The Illusive World of Monitoring for Legacy Systems

by Paul S on November 23, 2021

In the tech industry, we obsess over the latest and greatest. When it comes to observability, we’re always looking at the most advanced hardware, the enthusiasts’ favorite systems, and the tech venture capital trends to get an idea of what to build for next. observIQ is no exception. We watched as ARM architecture went from an enthusiasts’ fringe technology for neat homemade projects to mainstream, and we were the first to natively support log management for ARM-based networks on our cloud platform. 

Consumers tend to replace their personal electronics about every four years, and software has reached a point where updates are constant and automatic. Developers around the world pour hours and billions of dollars into maximizing the value of every last flop. But what about the systems that were left behind, the old-school infrastructures that are too old to make use of new advancements? There are billions of dollars worth of legacy systems still in use around the world, with no hope of receiving an update any time soon. The United States Department of Defense, for example, still uses a computer system that was designed in 1958. Retail companies collectively spend 58% of their IT budgets on maintaining legacy systems built before 2000. Have observability solutions left these infrastructures behind as well?

Largely, yes. That’s probably a big mistake.
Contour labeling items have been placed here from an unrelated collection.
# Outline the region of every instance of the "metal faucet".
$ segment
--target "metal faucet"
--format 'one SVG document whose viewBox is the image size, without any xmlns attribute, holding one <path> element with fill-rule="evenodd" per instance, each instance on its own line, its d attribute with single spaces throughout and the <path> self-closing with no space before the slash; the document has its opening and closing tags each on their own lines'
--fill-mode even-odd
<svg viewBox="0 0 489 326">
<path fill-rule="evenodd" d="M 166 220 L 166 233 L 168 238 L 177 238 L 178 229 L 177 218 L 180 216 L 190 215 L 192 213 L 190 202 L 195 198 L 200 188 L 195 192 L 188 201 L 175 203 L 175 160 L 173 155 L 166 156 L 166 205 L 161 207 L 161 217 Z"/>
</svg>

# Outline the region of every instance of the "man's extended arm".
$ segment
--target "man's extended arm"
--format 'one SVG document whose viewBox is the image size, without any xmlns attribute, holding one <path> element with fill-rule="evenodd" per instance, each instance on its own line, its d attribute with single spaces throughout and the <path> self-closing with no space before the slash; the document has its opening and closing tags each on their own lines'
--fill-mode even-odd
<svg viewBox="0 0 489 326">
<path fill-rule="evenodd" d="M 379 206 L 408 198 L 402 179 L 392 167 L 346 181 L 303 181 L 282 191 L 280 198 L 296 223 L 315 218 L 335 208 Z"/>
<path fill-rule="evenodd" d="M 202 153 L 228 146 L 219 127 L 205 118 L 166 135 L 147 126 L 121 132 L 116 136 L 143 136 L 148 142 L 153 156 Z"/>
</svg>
The biggest concern with legacy systems is obviously security. As hardware, firmware, and software age, hacking techniques overtake them. That’s one reason why keeping systems updated is so important. When it comes to defense and other government related systems, the policy is to handle vulnerability from a physical access perspective. Access points into legacy systems are kept physically guarded, even to the extent that authorized users are not allowed to bring personal electronics to access points. That works, for the most part, but when it comes to retail, school districts, utility companies, banks, and dozens of other organizations that depend on legacy systems, armed guards are not a viable option. 

The hard truth is that legacy systems are hacked all the time. In high school, it was a running joke how easy it was to break into the district’s academic database and change whatever we wanted. Of course, doing so would be noticed almost immediately since physical records were also retained, but it didn’t change the fact that the system security was beyond laughable. They’ve since updated their system and gone fully digital, but many districts across the country have not, and have no plans to in the near future.

Observability is a roundabout method for increased security. It can’t prevent breaches, but it can track them. That would allow the owners of compromised legacy systems to compensate for breaches in several different ways, such as correcting information changed during breaches, collecting more information to track down attackers, retaining data about breaches for insurance, compliance, and other future uses, and so on. At the end of the day. It’s data about what’s going on in the system, and that can be made beneficial in a myriad of imaginative ways. So if there are so many legacy systems out there, and they could almost all benefit from enhanced observability, why don’t log management companies support legacy systems?

The answer is multifaceted, but one intuitive factor is incentive. Even though billions are spent on legacy systems every year, the companies and infrastructures that depend on them have evolved without log management for so long that they’ve invested heavily in other means of compensating for the extra expense of the old systems. Even though 80% of legacy system users profess that the lack of new tech adoption will hurt their organizations in the long run, no one has the will to pack it up and roll out something new. If they did, they would have done it already. If a log management company built a robust solution for a pre 90’s system, there is no guarantee that anyone would actually want to use it. In fact, it’s unlikely. Anyone still using legacy systems with the will to implement a log management system for higher visibility and security would likely have the will to implement an entirely new system anyway. In the case of government agencies, which are held back by bureaucracy more than will to change, there is no guarantee that your system will pass the bureaucratic approval process, and if it could, then the agency in question likely already implemented something. 

Another reason is the origin of observability. Observability really emerged as an industry in the 90’s. From its inception on, it’s been focussed on supporting the next big technology, not the last one. There were many big shifts in the 90’s both with hardware and operating systems that mark a sort of flashpoint in the history of computing. Personal computing took off. Work in the United States started down the inevitable path of digitization. The need for robust observability solutions then and well into the future was clear. No one thought legacy systems would last this long. And little by little, they are disappearing, which brings us to the final reason.

No one wants to build an amazing technology for the mere purpose of compensating for the vulnerabilities of that which is obsolete and on its way out the door. There may be some money in it, but there is no prestige, and if you have the capability to construct solutions for the past, you also have the ability to solve problems today and in the future, and you’re probably better off focusing on where the money is going, not where it was. 

So, as unsatisfying as it is, it looks like legacy systems won’t ever receive the same intense, competitive support that contemporary systems get from the observability industry. That said, there are still workarounds. Many open source observability solutions are out there, created by individuals and published on platforms like Github, and constructed by large, dedicated open source teams, like OpenTelemetry. It’s not out of the question that an inspired IT pro at an organization that depends on legacy systems could adapt any combination of open source tools to work on their system. They probably won’t get more than a ceremonial employee of the month, but it’s at least a possibility.